O falecido enxadrista Bobby Fischer tinha duas características muito marcantes: a inteligência aguçadíssima e o terrível temperamento. O mesmo pode ser dito de ilustres nomes na lista dos maiores gênios que a humanidade já conheceu: de Van Gogh ao poeta brasileiro João Cabral de Mello Neto. As séries de TV, os filmes e a literatura não ficam muito atrás, e arquétipos como o do gênio antissocial doutor House (protagonista do programa homônimo) parecem reafirmar a crença de que pessoas mais mal-humoradas tenderiam a ser mais inteligentes que a maioria.
Estudos recentes, no entanto, estão tornando científico o que até então era apenas um lugar-comum popular. Na última edição da revista científica Australasian Science foi publicada uma pesquisa que comprovaria que pessoas com humor negativo teriam maior capacidade para realizar julgamentos e memorizar informações do que aquelas que estão num melhor dia. Será?
Para debater a questão, o Olhar Vital convidou o psiquiatra Antônio Egídio Nardi, professor-adjunto do Instituto de Psiquiatria da Faculdade de Medicina da Universidade Federal do Rio de Janeiro, e o psicólogo Marco Antônio Brasil, chefe do Setor de Psiquiatria e Psicologia do Hospital Universitário Clementino Fraga Filho, também da UFRJ. Suas opiniões profissionais mostram que não há consenso quando se fala nem de inteligência, nem de temperamento.
Antônio Egídio Nardi
Professor-adjunto do Instituto de Psiquiatria, pesquisador do CNPq e coordenador do Laboratório de Pânico & Respiração da UFRJ
“O estudo australiano é muito interessante, mas possui algumas questões que impossibilitam que os resultados sejam generalizados.
Um ponto que julgo importante é o conceito de inteligência.
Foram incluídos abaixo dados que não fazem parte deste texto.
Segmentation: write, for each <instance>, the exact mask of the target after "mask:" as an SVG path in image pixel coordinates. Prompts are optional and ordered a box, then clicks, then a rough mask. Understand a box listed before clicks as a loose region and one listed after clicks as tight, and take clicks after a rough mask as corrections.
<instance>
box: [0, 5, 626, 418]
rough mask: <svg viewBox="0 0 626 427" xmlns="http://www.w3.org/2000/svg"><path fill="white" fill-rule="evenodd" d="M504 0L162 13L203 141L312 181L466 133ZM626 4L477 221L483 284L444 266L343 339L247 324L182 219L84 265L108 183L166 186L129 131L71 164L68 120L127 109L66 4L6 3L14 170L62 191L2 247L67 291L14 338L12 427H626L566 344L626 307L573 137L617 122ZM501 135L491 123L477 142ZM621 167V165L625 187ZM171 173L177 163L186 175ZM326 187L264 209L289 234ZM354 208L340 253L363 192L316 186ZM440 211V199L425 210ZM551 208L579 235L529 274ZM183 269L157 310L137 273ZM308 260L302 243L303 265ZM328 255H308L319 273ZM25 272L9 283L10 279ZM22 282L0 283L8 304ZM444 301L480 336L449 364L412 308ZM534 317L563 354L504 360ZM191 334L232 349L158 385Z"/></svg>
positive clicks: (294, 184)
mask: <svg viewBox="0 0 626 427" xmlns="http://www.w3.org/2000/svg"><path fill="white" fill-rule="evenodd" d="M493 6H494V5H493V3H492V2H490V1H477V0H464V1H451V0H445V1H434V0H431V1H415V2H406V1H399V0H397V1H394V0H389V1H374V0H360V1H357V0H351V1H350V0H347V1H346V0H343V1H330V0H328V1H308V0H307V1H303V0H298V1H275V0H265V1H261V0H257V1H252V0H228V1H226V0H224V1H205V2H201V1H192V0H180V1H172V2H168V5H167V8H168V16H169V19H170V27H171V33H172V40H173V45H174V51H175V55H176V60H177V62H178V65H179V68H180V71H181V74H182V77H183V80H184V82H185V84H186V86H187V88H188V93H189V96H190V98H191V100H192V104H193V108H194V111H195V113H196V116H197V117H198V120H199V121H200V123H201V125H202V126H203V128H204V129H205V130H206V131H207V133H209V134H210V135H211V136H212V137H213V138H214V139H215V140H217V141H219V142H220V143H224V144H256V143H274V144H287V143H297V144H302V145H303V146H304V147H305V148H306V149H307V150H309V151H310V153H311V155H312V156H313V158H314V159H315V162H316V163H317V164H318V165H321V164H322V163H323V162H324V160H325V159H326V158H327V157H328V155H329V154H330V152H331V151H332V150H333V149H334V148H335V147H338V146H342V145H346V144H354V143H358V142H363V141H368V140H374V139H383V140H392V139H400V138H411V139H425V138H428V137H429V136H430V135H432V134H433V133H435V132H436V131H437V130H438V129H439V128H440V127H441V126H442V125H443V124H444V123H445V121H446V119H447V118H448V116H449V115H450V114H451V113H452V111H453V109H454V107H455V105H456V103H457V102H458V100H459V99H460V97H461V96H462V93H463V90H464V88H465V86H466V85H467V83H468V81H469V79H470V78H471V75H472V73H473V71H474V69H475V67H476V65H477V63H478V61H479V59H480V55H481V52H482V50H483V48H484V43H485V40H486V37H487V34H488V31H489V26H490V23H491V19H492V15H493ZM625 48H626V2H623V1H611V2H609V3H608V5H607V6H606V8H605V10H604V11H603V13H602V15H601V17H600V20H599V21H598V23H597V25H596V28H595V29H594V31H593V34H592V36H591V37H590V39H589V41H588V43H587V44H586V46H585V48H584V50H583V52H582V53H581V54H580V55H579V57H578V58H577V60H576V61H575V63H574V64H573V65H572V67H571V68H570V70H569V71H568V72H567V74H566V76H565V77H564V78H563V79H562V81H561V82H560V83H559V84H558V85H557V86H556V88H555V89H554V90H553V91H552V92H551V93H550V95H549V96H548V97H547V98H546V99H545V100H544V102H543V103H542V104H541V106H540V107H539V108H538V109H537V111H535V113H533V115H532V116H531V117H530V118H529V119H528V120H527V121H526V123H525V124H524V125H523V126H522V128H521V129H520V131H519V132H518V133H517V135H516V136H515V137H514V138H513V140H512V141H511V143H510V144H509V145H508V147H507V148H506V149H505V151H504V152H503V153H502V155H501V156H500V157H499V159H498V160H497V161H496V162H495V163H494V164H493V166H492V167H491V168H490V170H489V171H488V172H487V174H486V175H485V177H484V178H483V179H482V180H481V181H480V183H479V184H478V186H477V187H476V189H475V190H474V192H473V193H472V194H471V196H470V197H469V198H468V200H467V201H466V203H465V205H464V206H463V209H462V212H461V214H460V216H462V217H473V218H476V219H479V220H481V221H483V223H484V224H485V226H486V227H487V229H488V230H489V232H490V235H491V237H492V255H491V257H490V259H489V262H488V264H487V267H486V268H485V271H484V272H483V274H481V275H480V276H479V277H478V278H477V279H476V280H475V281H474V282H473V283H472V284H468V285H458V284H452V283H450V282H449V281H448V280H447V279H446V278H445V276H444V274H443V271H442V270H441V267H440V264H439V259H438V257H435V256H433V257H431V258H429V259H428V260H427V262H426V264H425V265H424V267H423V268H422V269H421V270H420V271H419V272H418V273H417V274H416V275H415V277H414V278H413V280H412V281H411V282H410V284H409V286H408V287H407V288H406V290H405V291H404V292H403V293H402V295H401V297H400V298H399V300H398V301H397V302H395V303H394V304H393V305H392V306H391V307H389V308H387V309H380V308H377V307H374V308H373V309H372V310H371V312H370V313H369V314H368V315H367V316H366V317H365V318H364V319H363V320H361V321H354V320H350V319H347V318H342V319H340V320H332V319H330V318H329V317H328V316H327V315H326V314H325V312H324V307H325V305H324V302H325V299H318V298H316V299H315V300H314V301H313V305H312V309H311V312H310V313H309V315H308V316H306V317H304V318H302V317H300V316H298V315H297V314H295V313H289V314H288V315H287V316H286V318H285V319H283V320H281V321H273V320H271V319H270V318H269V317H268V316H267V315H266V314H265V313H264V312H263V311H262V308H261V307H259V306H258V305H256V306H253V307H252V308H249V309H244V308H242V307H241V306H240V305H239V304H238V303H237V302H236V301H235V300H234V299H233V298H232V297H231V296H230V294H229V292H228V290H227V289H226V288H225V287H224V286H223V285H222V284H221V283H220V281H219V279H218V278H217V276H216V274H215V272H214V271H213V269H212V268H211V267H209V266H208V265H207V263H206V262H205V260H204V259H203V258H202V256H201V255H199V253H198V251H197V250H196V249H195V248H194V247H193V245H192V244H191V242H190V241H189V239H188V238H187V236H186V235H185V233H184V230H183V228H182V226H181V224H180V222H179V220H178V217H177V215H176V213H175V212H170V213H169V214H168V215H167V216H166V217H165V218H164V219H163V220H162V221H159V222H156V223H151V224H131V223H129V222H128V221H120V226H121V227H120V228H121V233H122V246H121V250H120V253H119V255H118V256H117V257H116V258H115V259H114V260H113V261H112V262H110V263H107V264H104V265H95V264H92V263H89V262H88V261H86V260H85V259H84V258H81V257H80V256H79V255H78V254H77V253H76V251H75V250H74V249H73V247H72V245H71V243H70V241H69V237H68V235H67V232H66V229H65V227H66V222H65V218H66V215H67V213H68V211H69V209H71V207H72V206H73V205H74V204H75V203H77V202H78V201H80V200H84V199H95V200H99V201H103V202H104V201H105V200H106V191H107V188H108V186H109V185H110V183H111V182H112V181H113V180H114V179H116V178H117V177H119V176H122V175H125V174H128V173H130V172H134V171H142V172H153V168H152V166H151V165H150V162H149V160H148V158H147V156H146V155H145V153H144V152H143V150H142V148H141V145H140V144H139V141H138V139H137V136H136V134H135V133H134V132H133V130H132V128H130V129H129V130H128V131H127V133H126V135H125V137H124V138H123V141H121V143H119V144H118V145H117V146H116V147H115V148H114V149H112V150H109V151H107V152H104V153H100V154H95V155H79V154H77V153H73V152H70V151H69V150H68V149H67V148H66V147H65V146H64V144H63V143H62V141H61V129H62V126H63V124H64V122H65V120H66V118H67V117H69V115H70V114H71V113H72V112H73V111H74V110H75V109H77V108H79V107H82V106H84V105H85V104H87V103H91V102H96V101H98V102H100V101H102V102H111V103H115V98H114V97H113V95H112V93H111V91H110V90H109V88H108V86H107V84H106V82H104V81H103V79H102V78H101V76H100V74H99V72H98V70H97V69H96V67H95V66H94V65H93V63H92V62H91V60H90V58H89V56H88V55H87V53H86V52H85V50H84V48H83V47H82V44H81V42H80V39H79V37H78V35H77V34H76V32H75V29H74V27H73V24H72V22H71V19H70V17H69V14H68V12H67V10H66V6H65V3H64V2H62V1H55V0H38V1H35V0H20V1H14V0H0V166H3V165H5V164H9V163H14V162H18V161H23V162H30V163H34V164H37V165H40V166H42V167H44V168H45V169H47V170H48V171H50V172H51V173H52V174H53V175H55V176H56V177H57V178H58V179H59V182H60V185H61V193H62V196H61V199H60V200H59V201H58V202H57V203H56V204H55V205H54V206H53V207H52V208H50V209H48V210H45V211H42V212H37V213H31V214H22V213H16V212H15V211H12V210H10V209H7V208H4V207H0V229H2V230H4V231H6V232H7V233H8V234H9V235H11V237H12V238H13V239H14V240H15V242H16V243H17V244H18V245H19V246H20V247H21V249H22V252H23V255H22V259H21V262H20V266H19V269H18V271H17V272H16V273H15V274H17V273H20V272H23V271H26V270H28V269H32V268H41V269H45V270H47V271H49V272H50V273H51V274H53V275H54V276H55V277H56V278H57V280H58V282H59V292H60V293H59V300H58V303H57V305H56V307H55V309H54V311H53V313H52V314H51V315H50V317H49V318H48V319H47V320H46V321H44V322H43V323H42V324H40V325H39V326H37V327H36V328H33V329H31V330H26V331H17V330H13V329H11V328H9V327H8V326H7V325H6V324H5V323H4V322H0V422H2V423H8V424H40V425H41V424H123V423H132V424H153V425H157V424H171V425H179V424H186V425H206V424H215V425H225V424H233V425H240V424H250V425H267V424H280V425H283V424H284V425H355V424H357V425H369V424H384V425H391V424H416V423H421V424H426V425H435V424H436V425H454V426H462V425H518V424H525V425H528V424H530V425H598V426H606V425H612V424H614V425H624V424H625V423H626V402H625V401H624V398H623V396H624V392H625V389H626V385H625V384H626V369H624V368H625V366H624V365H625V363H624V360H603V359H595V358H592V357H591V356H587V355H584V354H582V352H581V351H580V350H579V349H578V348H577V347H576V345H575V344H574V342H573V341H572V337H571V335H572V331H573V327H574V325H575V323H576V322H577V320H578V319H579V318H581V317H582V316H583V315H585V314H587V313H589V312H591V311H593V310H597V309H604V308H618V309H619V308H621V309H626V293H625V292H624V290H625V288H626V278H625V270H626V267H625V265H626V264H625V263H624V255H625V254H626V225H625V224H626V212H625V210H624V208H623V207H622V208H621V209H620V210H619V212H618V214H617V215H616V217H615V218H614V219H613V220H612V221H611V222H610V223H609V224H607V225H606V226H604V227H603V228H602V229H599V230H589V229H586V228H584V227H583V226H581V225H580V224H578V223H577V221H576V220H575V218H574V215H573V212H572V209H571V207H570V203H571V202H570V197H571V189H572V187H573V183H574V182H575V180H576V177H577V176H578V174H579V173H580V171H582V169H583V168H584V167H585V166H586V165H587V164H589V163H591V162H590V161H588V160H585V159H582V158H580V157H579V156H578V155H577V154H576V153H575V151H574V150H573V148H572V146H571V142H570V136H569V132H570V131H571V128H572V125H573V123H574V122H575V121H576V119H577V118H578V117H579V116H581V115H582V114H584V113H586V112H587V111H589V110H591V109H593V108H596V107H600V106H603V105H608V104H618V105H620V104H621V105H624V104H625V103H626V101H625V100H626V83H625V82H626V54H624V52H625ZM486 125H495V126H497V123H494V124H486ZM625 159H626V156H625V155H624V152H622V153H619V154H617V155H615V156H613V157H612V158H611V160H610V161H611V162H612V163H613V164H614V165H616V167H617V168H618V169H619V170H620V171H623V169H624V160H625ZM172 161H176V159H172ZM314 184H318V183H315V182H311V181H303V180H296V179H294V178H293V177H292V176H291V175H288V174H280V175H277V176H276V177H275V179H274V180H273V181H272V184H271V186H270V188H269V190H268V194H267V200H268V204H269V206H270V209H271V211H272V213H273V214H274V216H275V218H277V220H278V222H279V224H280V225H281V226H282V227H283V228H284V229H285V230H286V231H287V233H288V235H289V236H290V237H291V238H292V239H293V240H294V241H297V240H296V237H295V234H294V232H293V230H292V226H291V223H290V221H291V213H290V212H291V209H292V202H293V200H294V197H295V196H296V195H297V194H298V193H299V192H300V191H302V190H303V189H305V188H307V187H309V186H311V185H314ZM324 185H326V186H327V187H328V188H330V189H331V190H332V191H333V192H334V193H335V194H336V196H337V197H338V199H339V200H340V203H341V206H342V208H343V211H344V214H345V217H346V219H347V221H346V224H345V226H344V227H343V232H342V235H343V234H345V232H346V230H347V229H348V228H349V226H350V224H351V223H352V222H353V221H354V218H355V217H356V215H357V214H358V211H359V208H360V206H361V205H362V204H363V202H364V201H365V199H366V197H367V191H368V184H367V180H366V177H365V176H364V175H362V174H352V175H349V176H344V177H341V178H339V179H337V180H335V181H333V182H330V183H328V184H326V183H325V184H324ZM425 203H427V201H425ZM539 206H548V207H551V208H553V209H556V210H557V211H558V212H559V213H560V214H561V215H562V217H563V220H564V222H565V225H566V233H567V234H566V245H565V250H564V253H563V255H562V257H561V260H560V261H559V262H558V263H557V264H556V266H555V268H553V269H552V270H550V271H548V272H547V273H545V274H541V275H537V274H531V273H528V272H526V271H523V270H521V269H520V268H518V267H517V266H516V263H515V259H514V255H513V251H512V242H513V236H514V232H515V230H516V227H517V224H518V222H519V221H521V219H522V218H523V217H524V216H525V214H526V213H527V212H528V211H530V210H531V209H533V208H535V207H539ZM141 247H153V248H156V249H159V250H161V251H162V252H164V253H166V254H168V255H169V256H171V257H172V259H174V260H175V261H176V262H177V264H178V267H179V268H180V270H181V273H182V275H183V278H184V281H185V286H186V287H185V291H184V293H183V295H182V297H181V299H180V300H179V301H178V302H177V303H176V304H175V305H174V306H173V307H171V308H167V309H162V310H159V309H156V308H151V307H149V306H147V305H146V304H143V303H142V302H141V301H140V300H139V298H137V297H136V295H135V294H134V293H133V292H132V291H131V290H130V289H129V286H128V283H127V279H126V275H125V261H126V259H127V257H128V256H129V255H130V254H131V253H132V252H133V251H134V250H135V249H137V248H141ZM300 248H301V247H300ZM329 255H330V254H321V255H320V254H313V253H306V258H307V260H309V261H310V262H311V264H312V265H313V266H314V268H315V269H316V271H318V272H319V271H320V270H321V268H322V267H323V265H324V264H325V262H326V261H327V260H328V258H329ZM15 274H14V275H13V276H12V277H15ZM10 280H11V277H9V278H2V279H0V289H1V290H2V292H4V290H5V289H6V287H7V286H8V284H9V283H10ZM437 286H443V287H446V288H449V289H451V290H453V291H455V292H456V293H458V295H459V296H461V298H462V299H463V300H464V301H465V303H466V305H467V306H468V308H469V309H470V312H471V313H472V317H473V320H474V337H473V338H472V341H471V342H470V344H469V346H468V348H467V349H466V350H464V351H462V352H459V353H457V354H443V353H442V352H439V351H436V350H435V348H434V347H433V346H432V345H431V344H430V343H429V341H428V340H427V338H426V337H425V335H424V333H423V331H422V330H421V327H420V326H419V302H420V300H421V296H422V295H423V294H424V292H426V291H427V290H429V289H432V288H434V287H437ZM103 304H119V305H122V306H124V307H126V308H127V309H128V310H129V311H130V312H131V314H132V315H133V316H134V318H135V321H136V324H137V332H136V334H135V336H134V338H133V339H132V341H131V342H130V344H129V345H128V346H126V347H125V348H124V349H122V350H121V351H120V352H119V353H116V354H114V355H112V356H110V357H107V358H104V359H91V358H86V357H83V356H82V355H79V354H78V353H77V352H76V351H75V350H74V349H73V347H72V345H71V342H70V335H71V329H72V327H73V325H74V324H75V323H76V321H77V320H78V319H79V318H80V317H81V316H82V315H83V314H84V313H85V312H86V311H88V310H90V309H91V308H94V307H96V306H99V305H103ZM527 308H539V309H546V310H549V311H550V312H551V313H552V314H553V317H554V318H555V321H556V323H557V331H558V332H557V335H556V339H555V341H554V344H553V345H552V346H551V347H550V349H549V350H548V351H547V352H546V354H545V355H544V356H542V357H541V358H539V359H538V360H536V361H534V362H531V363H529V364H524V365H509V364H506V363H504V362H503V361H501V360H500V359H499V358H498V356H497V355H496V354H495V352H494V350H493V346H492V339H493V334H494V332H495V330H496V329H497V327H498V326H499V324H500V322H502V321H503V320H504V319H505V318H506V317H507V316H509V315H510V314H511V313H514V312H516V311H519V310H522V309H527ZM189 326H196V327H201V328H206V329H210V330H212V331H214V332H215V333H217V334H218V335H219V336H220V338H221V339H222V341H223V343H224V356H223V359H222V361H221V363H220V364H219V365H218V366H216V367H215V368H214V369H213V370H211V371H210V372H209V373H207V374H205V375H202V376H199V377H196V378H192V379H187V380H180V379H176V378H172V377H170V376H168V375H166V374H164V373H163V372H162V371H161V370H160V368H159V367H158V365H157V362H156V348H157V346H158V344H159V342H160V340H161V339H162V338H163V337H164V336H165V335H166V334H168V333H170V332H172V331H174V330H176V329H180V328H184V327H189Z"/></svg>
Inteligência é uma função mental muito complexa e com diferentes definições. Não é apenas uma medição de QI ou a capacidade de resolver determinados problemas. Existem diferentes tipos de inteligência.
Outra questão é a definição de mau humor. Ele também pode ter diferentes conotações: pode ser do tipo explosivo, do tipo crônico (quando a pessoa sofre do que parece ser uma constante ‘rabugice’, sempre tomando o pior lado da situação), do tipo distímico (com o humor irritável, caracterizado por melancolia) e do tipo depressivo.
Os resultados devem ser analisados com cuidado e isso não se observa na clínica.
Dessa maneira, a correlação (entre inteligência e mau humor) não ocorre: depende das definições para inteligência e para mau humor.
O que foi observado no estudo australiano não pode ser generalizado para outras populações.”
Marco Antônio Brasil
Chefe do Setor de Psiquiatria e Psicologia do Hospital Universitário Clementino Fraga Filho, da Universidade Federal do Rio de Janeiro
“A inteligência é algo complexo e que não pode ser definido de maneira reducionista. Existem vários tipos de inteligência e ela não pode ser analisada como um constructo único. Afirmar que pessoas mal-humoradas são mais inteligentes do que as outras é limitar o campo das possibilidades da inteligência para um único aspecto que foi definido, de forma arbitrária, como sendo a definição correta do que se entende por inteligência.
É preciso também levar em consideração o que está sendo considerado como bom humor e mau humor. A maioria das pessoas tem momentos em que estão bem humoradas e outros em que estão mal humoradas e isso depende de situações que estão vivendo.
O mau humor crônico, pessoas que estão sempre infelizes e só conseguem enxergar o lado ruim das coisas, é uma doença causada, em geral, por transtorno de personalidade ou depressão e não se pode afirmar que isso as tornaria mais inteligentes que as outras.
Alguns estudos sugerem que pessoas com transtornos psiquiátricos, como epilepsia, teriam mais talento para determinadas atividades, como escrever, por exemplo. Mas isso é muito vago porque, assim como existem pessoas com esses problemas e que são talentosas, existe também um enorme número que não possui nenhum talento especial.
A questão é que ainda é muito cedo para se fazer afirmações como a de que o humor afeta na capacidade intelectual das pessoas, e os estudos nessa área ainda são incipientes e não representam um consenso na comunidade científica.”